Then I was asked to help again....I very reluctantly said yes. It is the best decision I have ever made. In fact, I love that I said YES. It took me a year to really figure out what the heck I was doing. I came and served with a sort of religiousness and obligation. It was a very dry serving for about 6 months. I got nothing out of it. I want did my time, punched the clock, got a smiley face on my test, and went home. Involvement is so important, belonging, and serving is what God wants for us. I have to say I not only served on wednesday but also Sunday's. Seriously, it was not easy, and I tried to weasel out of it on numerous occasions but felt compelled to finish. I was asked to speak, and those that know me know I hate public speaking, but I have been well prepared to get up and speak things. It's sort of the way God does it in me. I can plan and plan and stir and got for it, but I cannot ever know what's gonna happen. Well the first time I got up to speak, I bombed like a missile in Baghdad. I was so ill prepared.

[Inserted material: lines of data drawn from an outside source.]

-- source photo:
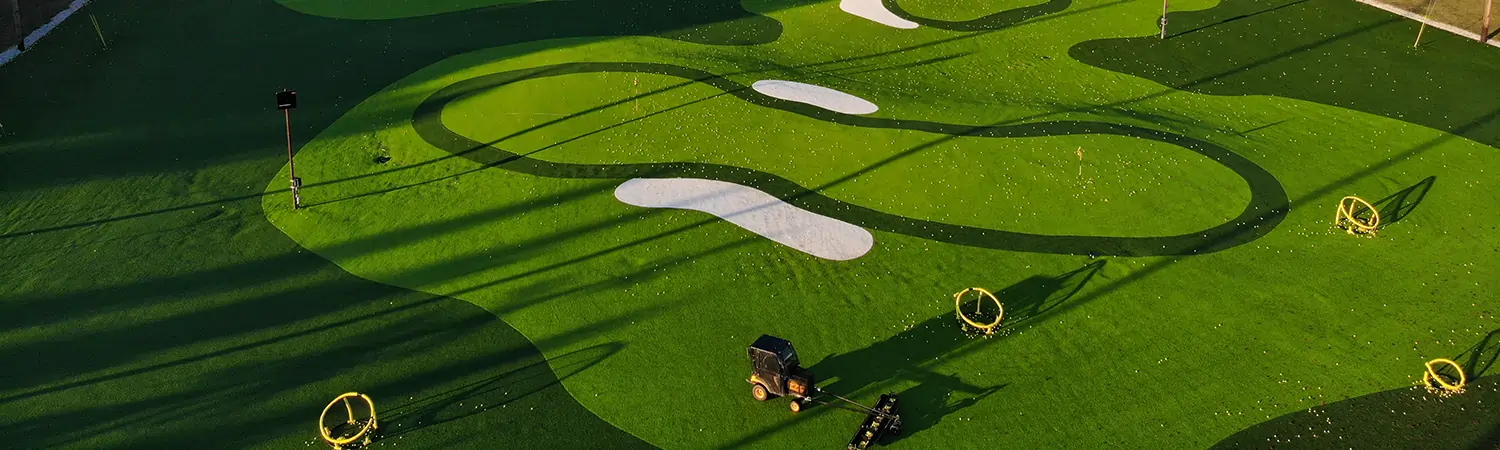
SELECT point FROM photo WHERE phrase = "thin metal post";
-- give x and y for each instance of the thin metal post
(291, 162)
(1164, 3)
(20, 30)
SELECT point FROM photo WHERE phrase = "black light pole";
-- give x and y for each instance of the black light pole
(1164, 18)
(285, 101)
(20, 30)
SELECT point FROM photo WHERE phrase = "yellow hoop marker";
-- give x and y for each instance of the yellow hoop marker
(986, 329)
(1347, 207)
(1431, 377)
(339, 443)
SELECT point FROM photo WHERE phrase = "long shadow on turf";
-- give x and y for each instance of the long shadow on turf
(1406, 417)
(908, 357)
(995, 21)
(1482, 356)
(353, 60)
(314, 186)
(1263, 212)
(416, 414)
(1361, 62)
(1400, 204)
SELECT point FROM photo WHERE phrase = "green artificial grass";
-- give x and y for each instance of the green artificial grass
(153, 299)
(1136, 351)
(147, 303)
(387, 9)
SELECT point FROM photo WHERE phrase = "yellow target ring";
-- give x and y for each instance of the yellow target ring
(1442, 384)
(365, 431)
(981, 327)
(1346, 218)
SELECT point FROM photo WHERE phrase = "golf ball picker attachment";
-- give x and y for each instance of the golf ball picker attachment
(776, 371)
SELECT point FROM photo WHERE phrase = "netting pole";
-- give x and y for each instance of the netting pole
(1164, 3)
(1484, 30)
(1425, 17)
(291, 164)
(15, 23)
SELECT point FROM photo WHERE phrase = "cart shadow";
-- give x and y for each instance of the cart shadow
(929, 402)
(906, 356)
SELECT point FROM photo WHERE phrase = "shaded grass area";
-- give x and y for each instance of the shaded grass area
(1262, 213)
(33, 15)
(147, 302)
(1250, 326)
(1397, 419)
(1325, 51)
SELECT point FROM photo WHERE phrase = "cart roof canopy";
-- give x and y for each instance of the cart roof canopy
(776, 345)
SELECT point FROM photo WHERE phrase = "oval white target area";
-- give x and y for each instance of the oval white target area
(753, 210)
(875, 11)
(815, 95)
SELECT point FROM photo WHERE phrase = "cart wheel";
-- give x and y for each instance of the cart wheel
(759, 393)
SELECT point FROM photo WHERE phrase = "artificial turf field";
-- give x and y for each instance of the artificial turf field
(1154, 213)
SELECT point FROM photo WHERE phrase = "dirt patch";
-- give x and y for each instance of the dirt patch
(1464, 14)
(33, 15)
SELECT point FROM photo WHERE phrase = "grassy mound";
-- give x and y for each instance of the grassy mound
(1140, 351)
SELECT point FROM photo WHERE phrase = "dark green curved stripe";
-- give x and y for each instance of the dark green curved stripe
(1265, 210)
(1362, 60)
(995, 21)
(1406, 417)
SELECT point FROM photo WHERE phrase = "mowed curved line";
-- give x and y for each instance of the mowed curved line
(1266, 209)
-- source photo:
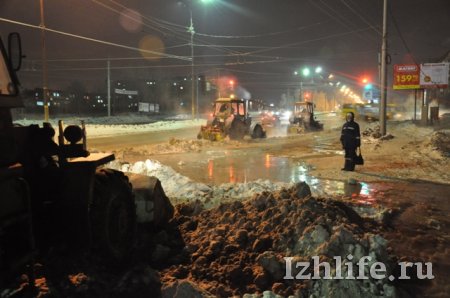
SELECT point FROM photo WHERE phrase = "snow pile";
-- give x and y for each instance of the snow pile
(239, 247)
(180, 188)
(110, 126)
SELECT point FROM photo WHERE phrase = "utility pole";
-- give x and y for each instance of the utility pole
(383, 73)
(44, 64)
(191, 30)
(109, 87)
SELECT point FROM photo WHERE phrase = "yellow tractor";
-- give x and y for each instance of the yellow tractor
(230, 119)
(302, 118)
(58, 192)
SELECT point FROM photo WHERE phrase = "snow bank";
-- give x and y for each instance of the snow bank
(181, 188)
(104, 126)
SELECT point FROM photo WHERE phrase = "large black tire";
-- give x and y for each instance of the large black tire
(237, 130)
(258, 132)
(113, 215)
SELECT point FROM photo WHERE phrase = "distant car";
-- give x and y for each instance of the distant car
(270, 119)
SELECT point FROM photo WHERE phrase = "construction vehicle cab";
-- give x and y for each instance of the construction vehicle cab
(230, 118)
(302, 118)
(59, 192)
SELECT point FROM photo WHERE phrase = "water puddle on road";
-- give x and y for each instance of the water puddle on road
(229, 166)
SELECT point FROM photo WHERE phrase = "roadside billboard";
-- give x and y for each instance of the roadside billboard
(406, 76)
(434, 75)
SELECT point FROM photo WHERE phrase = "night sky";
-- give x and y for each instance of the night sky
(260, 42)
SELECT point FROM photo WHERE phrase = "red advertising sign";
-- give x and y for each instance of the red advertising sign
(406, 76)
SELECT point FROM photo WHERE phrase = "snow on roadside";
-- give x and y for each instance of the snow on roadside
(181, 188)
(103, 126)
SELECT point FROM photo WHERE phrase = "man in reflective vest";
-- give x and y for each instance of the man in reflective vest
(350, 140)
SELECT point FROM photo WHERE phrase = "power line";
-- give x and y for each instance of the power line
(94, 40)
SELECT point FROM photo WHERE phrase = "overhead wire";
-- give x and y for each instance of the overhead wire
(94, 40)
(364, 19)
(336, 16)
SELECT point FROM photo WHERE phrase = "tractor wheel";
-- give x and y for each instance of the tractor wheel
(237, 130)
(258, 132)
(113, 215)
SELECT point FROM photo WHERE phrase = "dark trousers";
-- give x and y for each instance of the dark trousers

I still felt compelled to really go after the things I believe God challenges me in. It's so funny that while I think I am so smart, but me in front kids, so pure and full of God, I am humbled and dependent. I guess it is that vulnerability is right smack dab where God likes me, because lately that's where I have made my residence. While I love it, and I am challenged, the truth is.....5th and 6th graders have taught me way more than I have ever taught them. Well, the rest of the story unfolds in a leadership class that I teach on a weekly basis; these are the kids that absolutely want more out of their lives, and they are at a place where they want to go further. I am humbled every week. I through things out at them, they eat it, and beat it. They overcome all their adversity, and are so hungry to hear the truth about what God is doing and what He wants from us. They are like dogs who know they are going to get a treat. I can literally see them slobbering to hear. It's awesome, but super heavy.
You know the Kingdom of God is super simple; we are the ones that make it complicated. We are the ones who make grace conditional. We are the ones, who think we know better, but don't know really anything.
If you want to know what the Kingdom of God is like, come sit in the leadership class, or come to a Wednesday night service. You will see it in its complete simplicity. God is just insanely crazy about us. He just is. He is......I promise.